Recently I read every report of sexual assault made by current and former Sydney schoolgirls through the online petition initiated by Chanel Contos, and before we can say this is only an issue for a particular group of girls from particular schools, just stop for a moment and understand this is just reflective of the group of girls who were asked. If we were to take this petition and ask for a response from ALL girls from ALL schools and ALL women across ALL sectors of society we’d be flabbergasted. It’s a hard pill to swallow when we are confronted head on with the extent of the abuse expressed through the words of victims and the silent suffering that has been endured. Surely, enough is enough and we can’t let this go on.

As an educator of girls, all I want to do is protect the girls in my care and it causes me immense pain that I can’t do this. Forget NAPLAN, forget ATAR, I just want to know that the girls I care for (as well as every other girl and woman in society) are safe from sexual assault. It seems to me like a reasonable request.

So, what do we need to do?

As a starting place we need to understand that in the majority of cases sexual assault starts from a place of inequity. It starts from a place of superiority and power, a place where individuals feel they can take what they want, when they want, and they don’t have to ask. Women don’t have the rights to their own bodies, this has been taken away from them. This has been done through public policy, through advertising and media where we make women objects of the male gaze, and by not asking permission before touching. But it doesn’t end here, it starts from all forms of gender inequity where we put one sex in a higher position than another and tell them they are worth more, literally through unequal pay and the unequal distribution of leadership roles, and metaphorically through perpetuating cultural and social beliefs that boys are strong and girls are weak, and girls need to be looked after, rescued, and are the property of boys.
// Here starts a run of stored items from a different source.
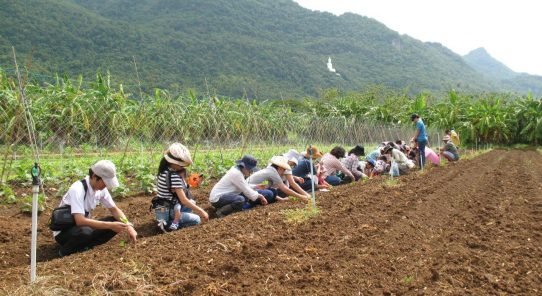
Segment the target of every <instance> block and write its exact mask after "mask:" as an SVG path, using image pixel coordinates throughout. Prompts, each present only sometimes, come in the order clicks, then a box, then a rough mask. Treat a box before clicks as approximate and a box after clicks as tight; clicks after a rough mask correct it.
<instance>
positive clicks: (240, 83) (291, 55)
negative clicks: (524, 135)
mask: <svg viewBox="0 0 542 296" xmlns="http://www.w3.org/2000/svg"><path fill="white" fill-rule="evenodd" d="M0 4H2V6H3V7H5V8H3V9H2V10H1V11H0V65H2V64H9V63H10V54H9V53H10V51H11V46H12V45H13V46H15V47H16V48H17V50H18V52H20V53H21V55H25V54H26V55H28V54H29V53H30V52H32V48H36V50H35V51H34V56H33V59H34V64H36V68H37V69H39V71H45V72H49V73H54V72H60V73H66V74H68V75H78V74H84V75H85V77H93V76H94V74H95V73H96V71H97V70H99V69H101V70H110V71H111V73H112V75H113V77H114V79H115V80H116V81H117V82H119V83H125V84H127V83H128V84H129V83H131V84H135V76H136V75H135V71H134V67H133V64H132V59H133V57H136V59H137V63H138V68H139V70H140V76H141V80H142V84H143V87H144V88H145V89H147V90H148V89H150V88H152V87H155V86H156V87H161V88H166V89H170V90H172V91H177V92H183V91H186V90H188V89H193V90H196V91H197V92H199V93H207V92H208V93H210V94H219V95H227V96H247V97H251V98H277V97H282V96H283V95H284V96H288V97H301V96H316V95H318V93H319V92H320V91H321V90H323V89H327V88H338V89H342V90H346V91H357V90H361V89H363V88H366V87H368V86H371V85H375V84H379V85H385V86H387V87H390V88H394V89H409V90H411V91H413V92H419V91H426V90H427V91H436V92H439V91H447V90H449V89H452V88H453V89H458V90H464V91H491V90H500V88H501V87H500V86H499V85H498V84H497V83H495V81H493V80H492V79H490V78H487V77H485V76H483V75H482V74H480V73H479V72H478V71H476V70H475V69H473V68H472V67H471V66H469V65H468V64H467V62H466V61H465V60H464V59H463V58H462V57H461V56H460V55H457V54H455V53H453V52H452V51H451V50H449V49H448V48H446V47H445V46H443V45H441V44H438V43H424V42H421V41H419V40H416V39H414V38H412V37H410V36H408V35H400V34H399V33H397V32H395V31H393V30H390V29H389V28H387V27H386V26H385V25H384V24H382V23H379V22H378V21H376V20H374V19H371V18H368V17H365V16H360V15H357V14H353V13H345V14H342V15H340V16H335V15H333V14H331V13H326V12H315V11H311V10H308V9H306V8H303V7H301V6H299V5H298V4H297V3H295V2H293V1H290V0H276V1H271V0H239V1H235V2H232V1H227V0H184V1H177V0H154V1H153V0H140V1H137V2H135V1H128V0H95V1H83V0H42V1H36V0H22V1H9V0H0ZM2 19H3V21H2ZM2 40H5V41H2ZM328 56H331V58H332V59H333V64H334V66H335V68H336V69H337V72H338V73H340V74H341V76H337V75H335V74H334V73H331V72H328V71H327V69H326V62H327V58H328Z"/></svg>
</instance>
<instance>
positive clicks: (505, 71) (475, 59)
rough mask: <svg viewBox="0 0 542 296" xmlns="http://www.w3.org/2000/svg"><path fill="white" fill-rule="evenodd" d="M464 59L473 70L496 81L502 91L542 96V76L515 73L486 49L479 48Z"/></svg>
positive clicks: (495, 81) (494, 80)
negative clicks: (474, 69)
mask: <svg viewBox="0 0 542 296" xmlns="http://www.w3.org/2000/svg"><path fill="white" fill-rule="evenodd" d="M463 58H464V59H465V62H467V64H469V66H471V67H472V68H473V69H475V70H476V71H478V72H479V73H480V74H482V75H484V76H485V77H486V78H488V79H491V80H493V81H495V82H496V84H497V85H499V87H500V89H501V90H506V91H514V92H518V93H527V92H532V93H534V94H542V76H537V75H529V74H526V73H517V72H514V71H512V70H511V69H510V68H508V67H507V66H505V65H504V64H503V63H501V62H499V61H498V60H496V59H495V58H493V57H492V56H491V55H489V53H488V52H487V51H486V50H485V49H484V48H477V49H475V50H473V51H471V52H469V53H468V54H467V55H465V56H463Z"/></svg>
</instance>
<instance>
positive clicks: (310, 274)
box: [0, 149, 542, 295]
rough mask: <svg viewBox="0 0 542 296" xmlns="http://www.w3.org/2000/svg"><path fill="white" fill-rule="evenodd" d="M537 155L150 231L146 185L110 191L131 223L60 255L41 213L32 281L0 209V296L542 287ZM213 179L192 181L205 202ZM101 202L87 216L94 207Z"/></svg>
mask: <svg viewBox="0 0 542 296" xmlns="http://www.w3.org/2000/svg"><path fill="white" fill-rule="evenodd" d="M540 170H542V155H540V154H539V153H538V152H536V151H534V150H518V149H514V150H493V151H491V152H488V153H485V154H482V155H481V156H478V157H476V158H474V159H471V160H462V161H460V162H459V163H454V164H449V165H447V166H445V167H435V168H432V169H429V170H427V171H424V172H413V173H411V174H410V175H407V176H402V177H400V178H399V179H398V182H397V183H396V184H395V185H386V182H383V181H382V180H380V179H374V180H370V181H368V182H365V183H356V184H353V185H346V186H344V187H337V188H334V189H333V190H332V191H331V192H329V193H319V194H318V195H317V203H318V207H319V209H320V213H319V214H318V215H317V216H315V217H312V218H311V219H309V220H307V221H306V222H304V223H298V224H295V223H292V222H288V221H287V220H286V216H285V214H284V213H285V212H284V209H287V208H295V207H302V205H301V204H292V203H287V204H275V205H271V206H267V207H259V208H257V209H254V210H251V211H248V212H242V213H237V214H234V215H232V216H228V217H226V218H224V219H222V220H217V219H211V220H210V222H208V223H205V224H203V225H201V226H198V227H193V228H188V229H184V230H181V231H177V232H174V233H168V234H164V235H162V234H161V235H157V232H156V230H155V226H154V223H153V215H152V214H151V213H150V212H149V211H148V206H149V201H150V197H149V196H138V197H134V198H129V199H124V200H123V201H121V202H119V205H120V208H122V209H124V210H125V212H126V213H127V215H128V216H129V217H130V218H131V220H132V221H133V222H134V224H135V225H136V229H137V230H138V232H139V234H140V238H139V241H138V244H137V245H136V246H133V245H126V247H121V246H119V239H120V238H118V237H117V238H115V239H114V240H112V241H111V242H109V243H107V244H105V245H102V246H98V247H96V248H95V249H93V250H90V251H87V252H85V253H81V254H76V255H72V256H69V257H65V258H58V256H57V255H56V251H57V249H56V246H55V243H54V240H53V239H52V234H51V232H50V231H49V229H48V228H47V227H46V222H47V220H48V218H49V217H48V212H45V213H44V214H42V215H41V216H40V218H39V219H40V226H39V229H40V230H39V231H40V232H39V247H38V260H39V261H40V262H39V263H38V276H39V279H38V282H37V284H36V286H34V287H29V286H27V285H26V282H27V281H28V269H29V261H30V259H29V253H30V241H29V239H30V223H31V221H30V220H31V219H30V217H27V216H24V215H21V214H20V213H19V211H18V209H15V208H13V207H8V206H2V208H1V210H0V211H1V215H0V242H1V244H0V287H1V288H0V294H12V295H20V294H35V295H52V294H55V295H81V294H83V295H89V294H98V295H102V294H110V293H112V294H115V295H137V294H140V295H143V294H160V295H164V294H165V295H168V294H171V295H184V294H194V295H244V294H247V295H367V294H384V295H395V294H407V295H419V294H428V295H445V294H454V295H460V294H474V295H487V294H516V295H540V293H542V260H541V259H540V258H542V236H541V235H542V225H541V224H540V221H542V187H541V186H542V185H541V184H542V176H540V174H539V173H538V172H539V171H540ZM210 189H211V187H206V188H202V189H198V190H195V191H194V193H195V194H194V195H195V196H196V198H197V199H198V201H199V203H200V204H203V205H204V208H209V205H208V201H207V197H208V193H209V191H210ZM100 213H103V212H98V213H96V214H97V215H98V216H99V215H100Z"/></svg>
I can assure you that schools are doing all they can, but I urge everyone who is a parent reading this to sit down tonight and have a conversation with your child, and don’t put this off until you think they are old enough, by then it will be too late. Sit down tonight and tell them clearly what consent is and make sure this includes every variety and flavour of sex – not just sex as you might know it. My apologies if that offends, but sometimes we avoid the necessary conversations out of embarrassment and a media article limits my ability to spell out all the different ways that sex and sexual acts occur – but be aware, if they take place without consent, they are all crimes. Then make sure your child also understands what sexual assault is and how to not become a perpetrator, where to seek help if they are a victim, and how they can support each other to try and stop crimes from occurring in the first place.

If we all choose to challenge for this change, then we might just reduce the suffering that is occurring for girls and women and make the world a better place for everybody – girls, boys, women, men, and others who don’t fit into any of these categories. Is this too much to ask?